For my whole life, I’ve never had much savings. Although I had part-time jobs, all my money went to paying my university tuition or living expenses.
In September 2019, when I started my full-time job, for the first time, I actually had some extra money in my bank account. This was great, but I wasn’t sure whether I should put this extra money in a high-interest savings account or in investments, and if so how much??
If you have the same questions as I did, in this article you will learn how to effectively use a Savings Account and whether you should keep your money in a savings account or in investments,
How to Use A SAVINGS ACCOUNT
Now I’m sure you’ve always heard about “High-Interest Savings Account” from your local bank but how does it actually work? These accounts have two main qualities: HIGHLY LIQUID, and LOW-INTEREST BEARING.
1. HIGH LIQUIDITY
These accounts are similar to your chequing accounts as it is an account to store your money so that it is easily accessible. The money in your savings account is HIGHLY LIQUID, which means you can easily convert the money to buy goods/services. This is really important because sometimes you suddenly need some money on hand.
Let’s say your car breaks down, and you need $5,000 immediately for repairs. If you don’t have enough liquid money, you won’t be able to pay for your car repairs.

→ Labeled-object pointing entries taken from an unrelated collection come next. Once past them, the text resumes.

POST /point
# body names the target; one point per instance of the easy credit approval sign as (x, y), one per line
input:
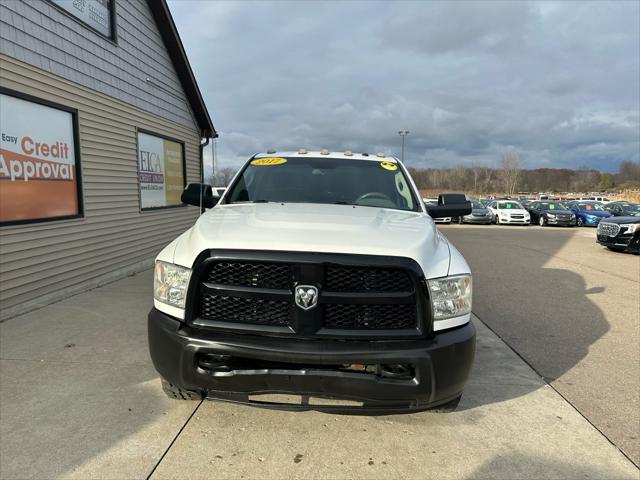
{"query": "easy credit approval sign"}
(38, 165)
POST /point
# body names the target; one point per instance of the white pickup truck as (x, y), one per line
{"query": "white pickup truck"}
(317, 275)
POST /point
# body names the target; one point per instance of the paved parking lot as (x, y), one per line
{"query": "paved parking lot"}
(80, 399)
(571, 309)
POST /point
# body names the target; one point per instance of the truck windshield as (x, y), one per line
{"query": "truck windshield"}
(367, 183)
(510, 206)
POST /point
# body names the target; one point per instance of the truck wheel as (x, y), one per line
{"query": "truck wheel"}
(177, 393)
(448, 407)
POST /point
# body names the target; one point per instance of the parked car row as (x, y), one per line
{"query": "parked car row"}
(618, 223)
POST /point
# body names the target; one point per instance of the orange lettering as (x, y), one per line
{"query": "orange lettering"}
(27, 149)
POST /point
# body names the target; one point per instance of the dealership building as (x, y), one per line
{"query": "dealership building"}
(102, 125)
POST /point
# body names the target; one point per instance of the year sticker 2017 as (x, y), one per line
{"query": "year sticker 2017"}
(269, 161)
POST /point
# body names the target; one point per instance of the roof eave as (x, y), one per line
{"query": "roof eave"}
(169, 32)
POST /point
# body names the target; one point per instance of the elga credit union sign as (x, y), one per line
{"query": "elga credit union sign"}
(161, 171)
(38, 165)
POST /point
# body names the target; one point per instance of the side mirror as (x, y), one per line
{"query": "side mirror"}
(450, 205)
(194, 191)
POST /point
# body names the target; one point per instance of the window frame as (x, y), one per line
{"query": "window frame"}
(77, 157)
(113, 38)
(139, 130)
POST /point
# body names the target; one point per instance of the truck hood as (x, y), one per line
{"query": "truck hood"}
(315, 228)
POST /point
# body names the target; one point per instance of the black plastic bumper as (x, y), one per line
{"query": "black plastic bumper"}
(628, 242)
(441, 366)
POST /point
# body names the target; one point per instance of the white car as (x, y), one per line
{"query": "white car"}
(320, 275)
(434, 201)
(509, 212)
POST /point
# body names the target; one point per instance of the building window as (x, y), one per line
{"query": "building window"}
(39, 160)
(96, 14)
(161, 170)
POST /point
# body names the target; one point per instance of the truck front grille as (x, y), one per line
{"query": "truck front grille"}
(608, 229)
(375, 317)
(254, 311)
(244, 274)
(351, 279)
(353, 299)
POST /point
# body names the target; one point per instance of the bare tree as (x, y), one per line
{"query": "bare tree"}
(510, 167)
(476, 172)
(223, 177)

This is what makes the savings account perfect for your EMERGENCY FUND. Your emergency fund should be around $5,000 – $10,000 (depending on your circumstances) and should be liquid money on-hand.
2. LOW-INTEREST BEARING:
The major difference from your chequing account, is that the money in your savings account generates a low-interest return, usually around 2-3%. This interest is quite low, but it’s better than the 0% interest on your chequing accounts. (If you have $10,000 in your savings account that’s an extra $300 per year! You can buy a lot of things with $300 D:).
Another interesting perspective is if you take inflation into consideration. Inflation is the increase in the price of goods and services (clothing/food/haircuts, etc). Every year, goods and services increase proportionally by the inflation rate which is approximately 2-3%. See the chart below for a 10 year record of the inflation rate in Canada. Another benefit of the savings account is that it ensures that your money is at growing at the same rate of inflation and not decreasing in value.
- High Liquidity
- Protects the value of money from inflation
- Perfect to hold your emergency fund money
- Low Interest rate (2/3%) compared to investing
If you’ve read my other articles, you already know the basics of investing. For a quick re-cap investing is when you buy shares/bonds in other corporations.
Keeping your money in investments has the opposite qualities of keeping your money in a savings account:
1. LOW LIQUIDITY
Remember high liquidity means that you can easily convert your money to buy goods/services, therefore low liquidity means that it is difficult to convert your investments into CASH.
When you first buy a share/bond, you trade your cash to receive ownership of the share/bond. Your share/bond may have the same or even more value than your money, but if you can’t use it to buy normal goods/services.
If your car breaks down and you need $5,000, you’re not going to ask your mechanic if you can give your $5,000 stock in-exchange for car repairs. You would first have to SELL your stock, convert it into cash, then pay for the car repairs.
This is why you should first focus on having an emergency fund, before putting your savings into investments.
2. HIGH-INTEREST BEARING:
In comparison to the low-interest returns on savings account of 2-3%, the average return on investments over the long-term is 7%. This is based on the assumption that 100% of your money is invested in the stock market and over the long-term which is 10+ years). WARNING: The stock market often goes up and down and value, which can make investing risky if you need your money in the short-term (1 – 5 years).
For a more detailed explanation on how the stock market works, read: “Should I Invest My Money?“
- Higher interest rate (average of 7% in the long-term)
- Perfect to hold your savings for medium/long-term financial goals (3+ years)
- Low Liquidity
- Volatile Market (Not guaranteed a 7% return)
Overall, there are pros and cons to having your money in a savings account or investments. Personally, I would first focus on storing my emergency fund of $5,000-$10,000 in a high-interest savings account that generates a 2-3% return. This ensures my money is not decreasing in value due to inflation. Next, I would start to put any additional savings into ETFs to generate a higher return for my Medium to Long-term (3+ years) financial goals.